Radityo pun mendorong penguatan kelembagaan UMK agar lebih siap bersaing. Koperasi produksi, kemitraan dengan swasta, hingga kolaborasi dengan akademisi dan pemerintah bisa menjadi pendorong percepatan.
Selain itu, diversifikasi produk dan pemasaran terintegrasi melalui branding yang kuat akan meningkatkan nilai jual produk lokal Sabu Raijua. Pemanfaatan teknologi digital untuk promosi juga sangat penting. Kolaborasi multi-stakeholder antara pemerintah, masyarakat, akademisi, dan swasta adalah kunci menghadapi tantangan dan mengoptimalkan potensi Sabu Raijua.
Sekadar informasi, perubahan iklim menjadi fenomena getir yang dirasakan masyarakat Pulau Sabu dan Pulau Raijua–yang termasuk wilayah Kabupaten Sabu Raijua, Nusa Tenggara Timur. Meski kekayaan alamnya melimpah, krisis iklim menggentayangi kehidupan warga, seperti pola hujan tak menentu, dan kekeringan berkepanjangan.
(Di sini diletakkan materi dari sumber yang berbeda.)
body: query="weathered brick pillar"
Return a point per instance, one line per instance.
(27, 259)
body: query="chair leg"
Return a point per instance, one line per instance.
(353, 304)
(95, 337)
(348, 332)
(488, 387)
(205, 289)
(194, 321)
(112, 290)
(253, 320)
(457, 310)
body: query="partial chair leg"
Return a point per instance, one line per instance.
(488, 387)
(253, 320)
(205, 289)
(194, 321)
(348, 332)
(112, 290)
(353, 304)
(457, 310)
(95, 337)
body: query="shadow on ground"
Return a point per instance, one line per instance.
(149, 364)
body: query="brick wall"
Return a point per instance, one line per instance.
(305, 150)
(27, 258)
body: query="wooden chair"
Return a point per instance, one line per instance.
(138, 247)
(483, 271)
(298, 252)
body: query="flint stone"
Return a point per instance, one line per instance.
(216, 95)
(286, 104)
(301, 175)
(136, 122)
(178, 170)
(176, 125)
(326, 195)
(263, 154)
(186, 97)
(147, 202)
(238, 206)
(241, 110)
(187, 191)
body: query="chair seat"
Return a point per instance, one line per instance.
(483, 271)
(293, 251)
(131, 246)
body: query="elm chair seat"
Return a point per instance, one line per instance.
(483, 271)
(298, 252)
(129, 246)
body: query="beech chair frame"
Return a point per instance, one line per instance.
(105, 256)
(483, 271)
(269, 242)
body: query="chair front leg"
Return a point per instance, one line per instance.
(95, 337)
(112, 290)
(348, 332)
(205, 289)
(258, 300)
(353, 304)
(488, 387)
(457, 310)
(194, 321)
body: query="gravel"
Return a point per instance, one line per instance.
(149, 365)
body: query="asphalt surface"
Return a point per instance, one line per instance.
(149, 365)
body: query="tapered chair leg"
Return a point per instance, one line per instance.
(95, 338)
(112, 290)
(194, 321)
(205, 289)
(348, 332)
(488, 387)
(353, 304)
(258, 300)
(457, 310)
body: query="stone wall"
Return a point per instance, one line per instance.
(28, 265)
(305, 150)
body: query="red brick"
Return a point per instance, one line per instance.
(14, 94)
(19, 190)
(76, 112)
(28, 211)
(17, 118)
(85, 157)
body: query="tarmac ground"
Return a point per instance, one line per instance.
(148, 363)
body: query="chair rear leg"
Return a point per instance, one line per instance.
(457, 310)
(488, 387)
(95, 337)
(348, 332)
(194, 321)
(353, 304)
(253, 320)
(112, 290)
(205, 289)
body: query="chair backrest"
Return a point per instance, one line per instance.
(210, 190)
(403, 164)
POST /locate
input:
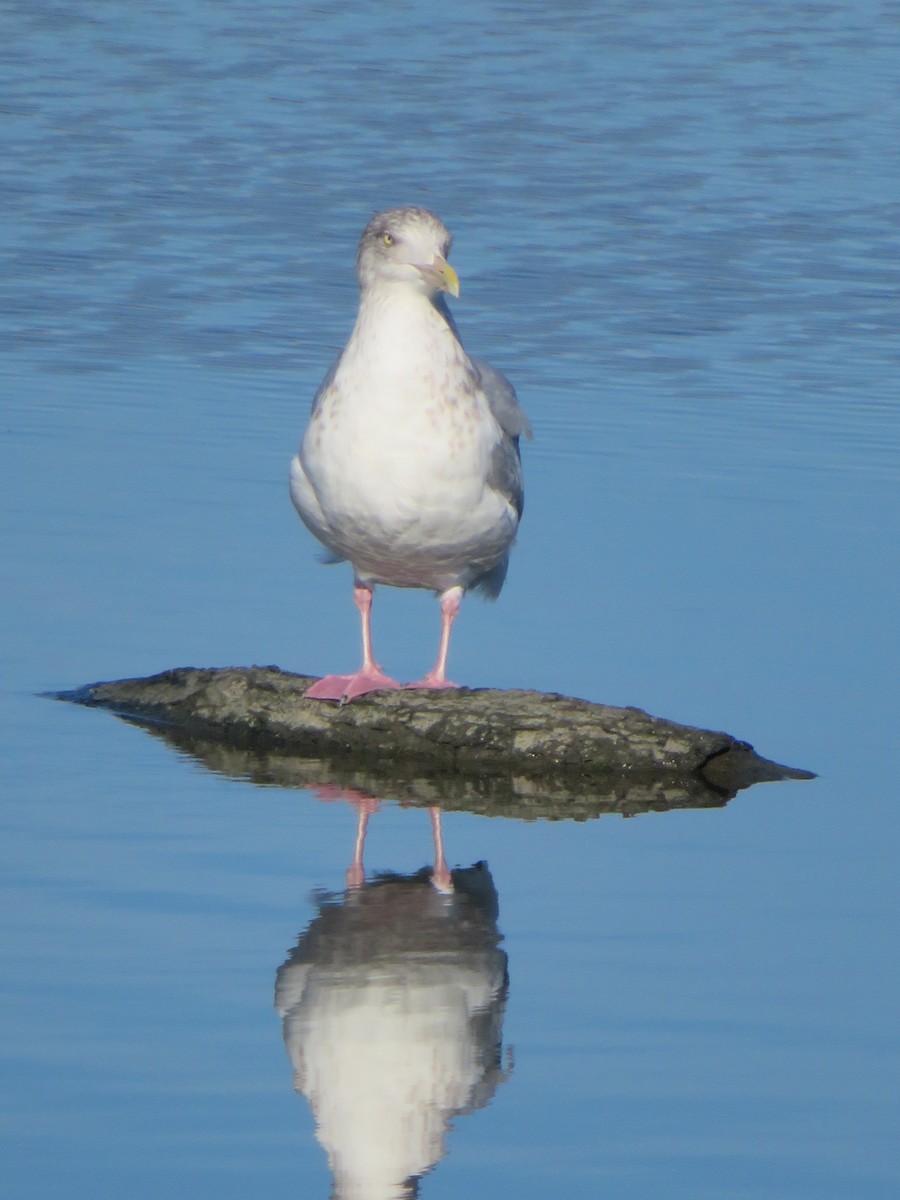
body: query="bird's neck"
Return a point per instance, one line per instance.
(397, 315)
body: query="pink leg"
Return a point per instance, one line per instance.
(441, 876)
(369, 677)
(355, 871)
(450, 601)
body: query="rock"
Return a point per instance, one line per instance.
(516, 753)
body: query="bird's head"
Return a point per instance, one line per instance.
(407, 246)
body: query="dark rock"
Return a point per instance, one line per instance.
(514, 753)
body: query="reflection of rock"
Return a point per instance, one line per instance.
(504, 753)
(391, 1012)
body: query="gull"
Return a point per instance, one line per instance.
(409, 467)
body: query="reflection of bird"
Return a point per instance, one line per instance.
(366, 805)
(391, 1009)
(409, 467)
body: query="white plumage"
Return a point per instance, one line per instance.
(409, 467)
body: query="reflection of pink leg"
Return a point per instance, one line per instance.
(369, 677)
(355, 871)
(441, 876)
(450, 601)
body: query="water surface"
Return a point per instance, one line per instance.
(676, 231)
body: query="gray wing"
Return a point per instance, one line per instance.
(503, 400)
(505, 473)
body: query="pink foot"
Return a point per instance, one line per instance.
(345, 688)
(432, 682)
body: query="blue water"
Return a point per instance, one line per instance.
(676, 227)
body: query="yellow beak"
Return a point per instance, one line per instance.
(442, 275)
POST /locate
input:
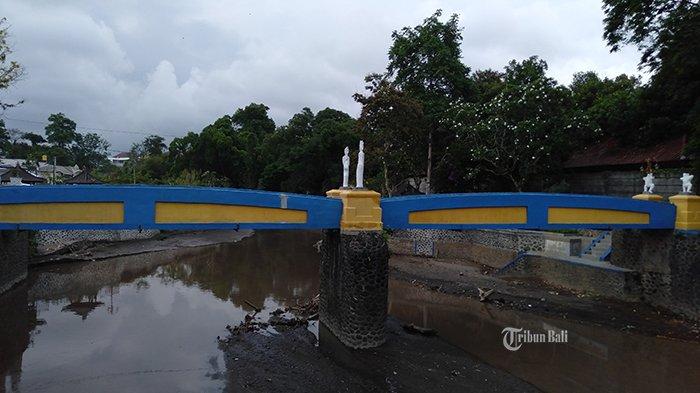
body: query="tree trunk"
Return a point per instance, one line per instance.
(430, 161)
(386, 179)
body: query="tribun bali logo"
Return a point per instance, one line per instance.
(514, 338)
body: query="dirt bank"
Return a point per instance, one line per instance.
(463, 279)
(92, 251)
(295, 360)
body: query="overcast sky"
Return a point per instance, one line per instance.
(172, 66)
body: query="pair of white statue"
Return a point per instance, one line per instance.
(360, 172)
(686, 179)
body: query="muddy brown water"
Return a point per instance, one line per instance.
(150, 322)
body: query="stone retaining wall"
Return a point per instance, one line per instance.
(354, 286)
(599, 279)
(14, 256)
(668, 263)
(488, 247)
(623, 183)
(49, 241)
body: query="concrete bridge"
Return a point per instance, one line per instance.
(354, 263)
(190, 208)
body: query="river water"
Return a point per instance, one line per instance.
(150, 322)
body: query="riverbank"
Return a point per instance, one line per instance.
(464, 279)
(165, 241)
(295, 360)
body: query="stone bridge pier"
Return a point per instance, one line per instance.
(354, 272)
(14, 257)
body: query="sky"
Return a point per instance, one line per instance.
(129, 68)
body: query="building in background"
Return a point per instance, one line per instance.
(18, 174)
(119, 159)
(84, 177)
(47, 171)
(611, 168)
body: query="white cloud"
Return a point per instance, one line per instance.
(173, 66)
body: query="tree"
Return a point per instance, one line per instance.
(390, 123)
(304, 155)
(668, 34)
(651, 25)
(522, 134)
(89, 151)
(425, 62)
(612, 104)
(35, 139)
(4, 139)
(10, 71)
(251, 124)
(61, 130)
(154, 145)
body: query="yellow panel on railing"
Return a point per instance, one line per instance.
(203, 213)
(570, 215)
(63, 213)
(471, 215)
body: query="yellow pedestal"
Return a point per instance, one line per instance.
(687, 211)
(649, 197)
(361, 211)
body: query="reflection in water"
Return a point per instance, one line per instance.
(146, 322)
(595, 359)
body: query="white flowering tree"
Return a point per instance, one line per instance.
(522, 131)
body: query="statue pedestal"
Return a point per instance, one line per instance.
(648, 197)
(361, 211)
(687, 211)
(354, 271)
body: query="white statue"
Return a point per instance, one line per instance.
(648, 183)
(360, 174)
(346, 167)
(687, 179)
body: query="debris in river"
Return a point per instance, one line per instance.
(484, 293)
(257, 309)
(411, 328)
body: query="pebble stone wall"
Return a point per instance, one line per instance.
(354, 286)
(668, 263)
(14, 256)
(49, 241)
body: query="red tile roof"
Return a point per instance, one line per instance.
(610, 153)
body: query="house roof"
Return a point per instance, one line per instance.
(12, 162)
(21, 173)
(60, 169)
(611, 152)
(84, 177)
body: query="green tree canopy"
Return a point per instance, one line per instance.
(154, 145)
(304, 155)
(425, 62)
(10, 70)
(35, 139)
(524, 130)
(390, 123)
(613, 104)
(89, 151)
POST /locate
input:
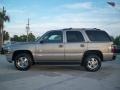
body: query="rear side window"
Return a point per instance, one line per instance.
(98, 36)
(74, 36)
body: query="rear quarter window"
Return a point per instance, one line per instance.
(98, 36)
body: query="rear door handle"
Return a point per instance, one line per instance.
(82, 45)
(60, 46)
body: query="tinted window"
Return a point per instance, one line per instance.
(74, 36)
(98, 36)
(53, 37)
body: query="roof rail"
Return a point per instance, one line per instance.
(67, 29)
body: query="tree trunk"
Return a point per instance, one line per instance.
(1, 37)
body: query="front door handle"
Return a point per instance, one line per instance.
(82, 45)
(60, 46)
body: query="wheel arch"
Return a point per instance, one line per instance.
(22, 51)
(96, 52)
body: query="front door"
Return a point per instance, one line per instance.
(51, 46)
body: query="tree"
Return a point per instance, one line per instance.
(5, 36)
(3, 18)
(31, 37)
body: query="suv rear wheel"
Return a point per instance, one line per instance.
(23, 61)
(92, 63)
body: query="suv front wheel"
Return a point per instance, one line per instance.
(92, 63)
(23, 61)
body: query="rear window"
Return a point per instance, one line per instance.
(98, 36)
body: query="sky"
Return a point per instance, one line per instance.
(47, 15)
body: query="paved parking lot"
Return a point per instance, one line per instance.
(61, 77)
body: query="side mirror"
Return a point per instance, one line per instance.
(41, 42)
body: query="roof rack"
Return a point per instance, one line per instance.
(81, 29)
(67, 29)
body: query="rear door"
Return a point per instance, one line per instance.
(75, 45)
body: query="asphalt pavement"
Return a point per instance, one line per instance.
(59, 77)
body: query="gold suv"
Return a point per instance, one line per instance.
(87, 46)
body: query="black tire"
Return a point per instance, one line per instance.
(92, 63)
(27, 61)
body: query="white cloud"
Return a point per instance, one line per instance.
(84, 5)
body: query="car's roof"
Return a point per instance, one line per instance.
(81, 29)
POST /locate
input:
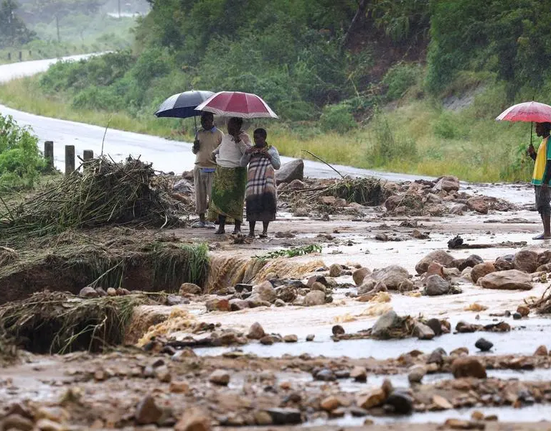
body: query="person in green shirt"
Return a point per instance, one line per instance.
(541, 177)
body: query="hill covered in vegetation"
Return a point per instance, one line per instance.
(411, 85)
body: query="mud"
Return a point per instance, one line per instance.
(103, 391)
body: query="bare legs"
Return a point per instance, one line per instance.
(264, 233)
(222, 225)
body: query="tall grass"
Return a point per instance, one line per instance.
(417, 137)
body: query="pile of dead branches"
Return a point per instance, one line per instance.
(105, 193)
(364, 191)
(56, 322)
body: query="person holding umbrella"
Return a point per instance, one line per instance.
(261, 193)
(230, 178)
(206, 141)
(541, 177)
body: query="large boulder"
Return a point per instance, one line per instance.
(436, 285)
(294, 170)
(481, 270)
(315, 297)
(526, 261)
(439, 256)
(265, 292)
(447, 184)
(507, 280)
(385, 324)
(394, 277)
(478, 205)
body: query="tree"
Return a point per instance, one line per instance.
(13, 31)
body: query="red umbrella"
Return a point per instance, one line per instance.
(527, 111)
(237, 104)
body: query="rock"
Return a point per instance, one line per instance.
(318, 286)
(461, 424)
(470, 262)
(400, 403)
(330, 403)
(541, 351)
(512, 279)
(189, 289)
(88, 292)
(504, 263)
(163, 374)
(267, 340)
(423, 332)
(218, 305)
(111, 291)
(239, 304)
(447, 184)
(436, 285)
(314, 298)
(526, 260)
(296, 185)
(437, 356)
(392, 276)
(256, 332)
(325, 375)
(263, 418)
(285, 416)
(383, 326)
(441, 403)
(435, 269)
(359, 275)
(372, 399)
(49, 425)
(317, 278)
(481, 270)
(147, 412)
(193, 420)
(468, 366)
(16, 422)
(220, 377)
(478, 205)
(416, 373)
(291, 338)
(179, 387)
(523, 310)
(440, 256)
(359, 374)
(337, 330)
(436, 326)
(483, 345)
(293, 170)
(335, 270)
(265, 292)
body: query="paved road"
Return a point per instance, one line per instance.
(165, 155)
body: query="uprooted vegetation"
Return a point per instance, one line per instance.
(110, 258)
(106, 193)
(56, 322)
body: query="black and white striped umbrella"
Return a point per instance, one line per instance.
(182, 105)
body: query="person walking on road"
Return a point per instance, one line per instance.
(541, 178)
(261, 193)
(206, 141)
(230, 178)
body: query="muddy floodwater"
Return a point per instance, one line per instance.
(197, 363)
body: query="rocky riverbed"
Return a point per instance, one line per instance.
(427, 306)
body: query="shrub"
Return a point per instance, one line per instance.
(20, 159)
(401, 77)
(337, 118)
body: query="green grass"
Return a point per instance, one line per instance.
(418, 137)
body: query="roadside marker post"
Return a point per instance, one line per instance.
(69, 159)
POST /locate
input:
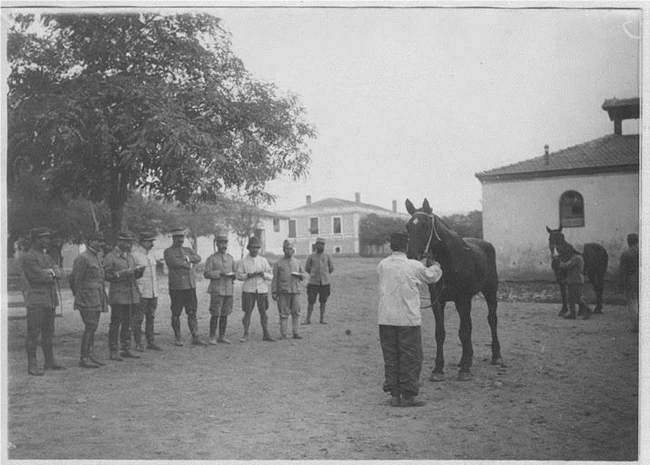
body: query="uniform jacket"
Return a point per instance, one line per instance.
(283, 281)
(40, 286)
(574, 268)
(254, 265)
(629, 269)
(124, 288)
(148, 283)
(179, 262)
(319, 266)
(215, 266)
(87, 282)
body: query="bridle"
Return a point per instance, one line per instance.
(431, 233)
(433, 255)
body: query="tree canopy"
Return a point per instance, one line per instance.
(101, 105)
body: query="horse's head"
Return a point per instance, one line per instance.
(421, 230)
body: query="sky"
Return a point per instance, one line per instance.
(413, 102)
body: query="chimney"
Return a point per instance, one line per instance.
(547, 159)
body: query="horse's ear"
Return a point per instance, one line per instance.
(426, 207)
(409, 207)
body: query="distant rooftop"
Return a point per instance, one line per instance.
(611, 153)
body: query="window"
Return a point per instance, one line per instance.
(313, 225)
(336, 225)
(572, 210)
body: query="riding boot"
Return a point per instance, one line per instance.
(176, 326)
(294, 326)
(32, 366)
(214, 322)
(223, 322)
(283, 328)
(322, 314)
(310, 310)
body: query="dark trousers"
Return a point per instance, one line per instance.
(120, 324)
(146, 309)
(402, 349)
(575, 298)
(40, 323)
(248, 301)
(91, 322)
(183, 299)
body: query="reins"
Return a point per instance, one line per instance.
(433, 255)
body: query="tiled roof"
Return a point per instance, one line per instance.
(611, 153)
(339, 204)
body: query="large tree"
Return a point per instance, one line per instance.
(101, 105)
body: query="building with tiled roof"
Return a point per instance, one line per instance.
(333, 219)
(590, 189)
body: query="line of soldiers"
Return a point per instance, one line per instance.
(133, 292)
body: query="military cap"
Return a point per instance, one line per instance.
(125, 236)
(147, 236)
(254, 242)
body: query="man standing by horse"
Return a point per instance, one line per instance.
(573, 263)
(629, 279)
(400, 320)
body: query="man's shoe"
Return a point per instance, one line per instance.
(411, 402)
(87, 364)
(53, 366)
(128, 354)
(97, 362)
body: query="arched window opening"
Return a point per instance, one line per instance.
(572, 210)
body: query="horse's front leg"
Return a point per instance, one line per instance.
(563, 293)
(438, 308)
(464, 309)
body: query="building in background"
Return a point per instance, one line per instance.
(591, 190)
(335, 220)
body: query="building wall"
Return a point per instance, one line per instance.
(515, 216)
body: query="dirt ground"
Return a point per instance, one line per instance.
(569, 390)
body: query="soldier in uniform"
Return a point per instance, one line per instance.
(220, 270)
(40, 277)
(182, 286)
(123, 295)
(148, 285)
(88, 288)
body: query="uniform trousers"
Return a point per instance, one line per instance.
(402, 350)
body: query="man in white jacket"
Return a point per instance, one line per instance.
(256, 273)
(400, 320)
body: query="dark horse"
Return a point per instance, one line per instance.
(595, 258)
(468, 267)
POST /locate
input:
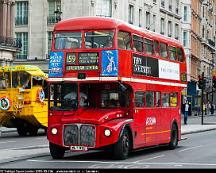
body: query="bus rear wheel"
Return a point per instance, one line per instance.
(56, 151)
(33, 131)
(122, 147)
(174, 137)
(22, 131)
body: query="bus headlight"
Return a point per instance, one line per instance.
(54, 131)
(107, 132)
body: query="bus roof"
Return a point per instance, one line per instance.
(88, 23)
(31, 69)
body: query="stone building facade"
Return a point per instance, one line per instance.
(9, 46)
(35, 20)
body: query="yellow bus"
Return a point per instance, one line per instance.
(23, 103)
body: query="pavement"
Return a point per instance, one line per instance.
(14, 154)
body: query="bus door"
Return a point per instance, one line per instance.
(165, 117)
(139, 119)
(151, 119)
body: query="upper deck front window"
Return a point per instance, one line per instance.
(99, 39)
(68, 40)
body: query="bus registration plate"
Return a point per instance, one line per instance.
(78, 148)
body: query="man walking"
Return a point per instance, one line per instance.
(186, 107)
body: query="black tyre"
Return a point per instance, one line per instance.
(57, 152)
(33, 131)
(22, 131)
(174, 137)
(122, 147)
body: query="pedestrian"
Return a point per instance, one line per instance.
(186, 109)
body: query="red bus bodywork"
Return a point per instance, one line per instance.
(145, 125)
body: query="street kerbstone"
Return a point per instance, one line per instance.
(10, 155)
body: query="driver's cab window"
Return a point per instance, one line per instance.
(63, 96)
(83, 96)
(110, 99)
(21, 79)
(5, 80)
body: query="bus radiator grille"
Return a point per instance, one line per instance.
(87, 137)
(83, 135)
(71, 135)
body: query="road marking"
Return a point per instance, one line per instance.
(76, 161)
(151, 158)
(29, 147)
(191, 148)
(7, 142)
(130, 163)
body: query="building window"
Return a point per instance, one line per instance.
(131, 14)
(147, 20)
(185, 39)
(104, 8)
(154, 21)
(176, 31)
(170, 5)
(163, 3)
(169, 28)
(52, 7)
(21, 13)
(140, 17)
(162, 26)
(49, 41)
(23, 37)
(185, 16)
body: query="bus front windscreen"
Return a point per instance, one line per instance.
(99, 39)
(68, 40)
(63, 96)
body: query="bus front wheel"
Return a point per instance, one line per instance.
(174, 137)
(57, 152)
(122, 147)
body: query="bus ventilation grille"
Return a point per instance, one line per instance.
(83, 135)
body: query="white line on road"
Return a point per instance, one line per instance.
(7, 142)
(136, 163)
(151, 158)
(191, 148)
(75, 161)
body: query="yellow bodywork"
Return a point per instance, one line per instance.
(23, 103)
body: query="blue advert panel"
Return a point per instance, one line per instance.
(109, 63)
(56, 64)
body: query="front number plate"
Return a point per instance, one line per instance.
(78, 148)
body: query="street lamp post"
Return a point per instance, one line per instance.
(212, 112)
(58, 15)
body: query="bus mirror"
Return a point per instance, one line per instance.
(81, 76)
(122, 87)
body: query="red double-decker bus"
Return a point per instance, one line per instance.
(113, 86)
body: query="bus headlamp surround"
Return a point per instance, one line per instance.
(54, 131)
(107, 132)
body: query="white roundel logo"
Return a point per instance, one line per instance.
(4, 104)
(150, 121)
(41, 95)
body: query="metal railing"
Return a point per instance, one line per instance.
(10, 42)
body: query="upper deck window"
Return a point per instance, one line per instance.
(138, 43)
(68, 40)
(99, 39)
(124, 40)
(148, 44)
(172, 53)
(157, 48)
(180, 55)
(163, 50)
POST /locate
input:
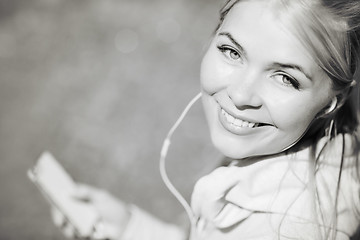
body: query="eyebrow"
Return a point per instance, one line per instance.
(292, 66)
(228, 35)
(274, 65)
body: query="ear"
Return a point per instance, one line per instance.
(329, 109)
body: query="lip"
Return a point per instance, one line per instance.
(245, 128)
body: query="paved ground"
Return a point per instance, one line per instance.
(99, 83)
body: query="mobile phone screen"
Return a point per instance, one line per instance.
(58, 188)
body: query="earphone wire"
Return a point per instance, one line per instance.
(162, 166)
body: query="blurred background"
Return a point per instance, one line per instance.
(98, 83)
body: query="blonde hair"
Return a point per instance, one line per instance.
(330, 30)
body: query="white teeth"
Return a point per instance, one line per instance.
(238, 122)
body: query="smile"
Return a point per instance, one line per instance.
(236, 122)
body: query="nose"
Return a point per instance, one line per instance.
(244, 90)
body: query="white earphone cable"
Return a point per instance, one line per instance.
(162, 167)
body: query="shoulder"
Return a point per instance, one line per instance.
(337, 181)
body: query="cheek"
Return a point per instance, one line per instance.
(214, 74)
(294, 116)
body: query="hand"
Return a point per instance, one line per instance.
(112, 213)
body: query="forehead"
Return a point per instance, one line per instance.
(259, 27)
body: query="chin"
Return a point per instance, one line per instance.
(231, 148)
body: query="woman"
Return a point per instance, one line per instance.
(277, 83)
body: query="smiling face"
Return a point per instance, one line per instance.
(261, 88)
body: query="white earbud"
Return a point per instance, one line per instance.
(332, 106)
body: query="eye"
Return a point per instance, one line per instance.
(287, 80)
(229, 52)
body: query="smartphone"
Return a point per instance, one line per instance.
(59, 189)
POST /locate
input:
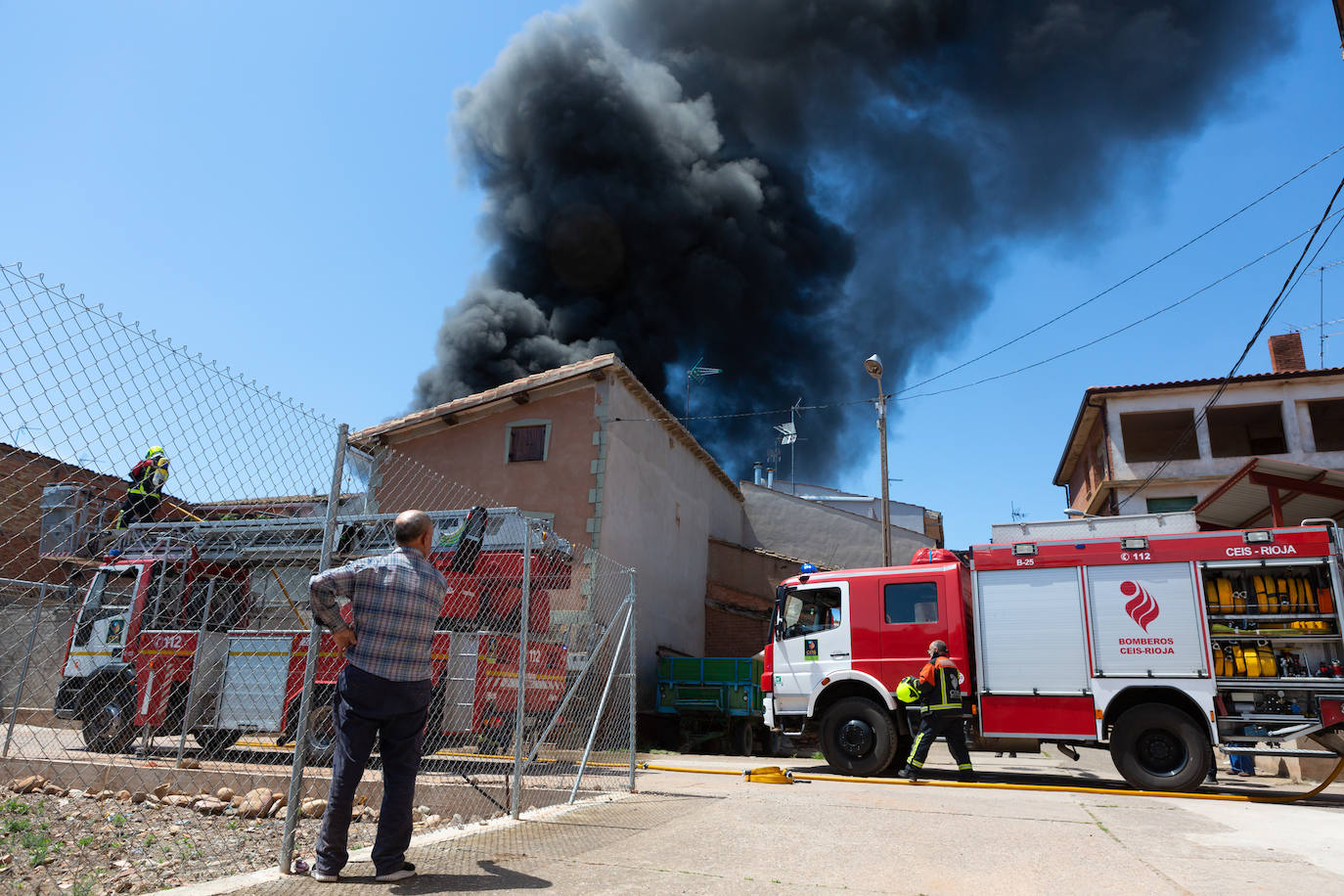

Penegasan itu disampaikan Wakil Bupati Sabu Raijua, Thobias Uly, dalam diskusi tematik yang digagas GEF SGP Indonesia dan Yayasan Pikul dengan tema Membangun Ketahanan Iklim dan Ekonomi Lokal Pulau Sabu & Raijua melalui Pemanfaatan Sumber Daya Alam Berkelanjutan di Gedung Bupati Kabupaten Sabu Raijua, Kamis (24/7).
Thobias menyoroti kemandirian, kolaborasi, dan adaptasi sebagai pilar utama Sabu Raijua menghadapi tantangan iklim dan ekonomi. Dalam diskusi tersebut, para narasumber menawarkan solusi dan komitmen bersama.
Diskusi ini secara jelas menunjukkan komitmen kuat dari berbagai pihak untuk mewujudkan Sabu Raijua sebagai pulau yang tangguh terhadap iklim, mandiri secara ekonomi, dan lestari dalam sumber daya alamnya.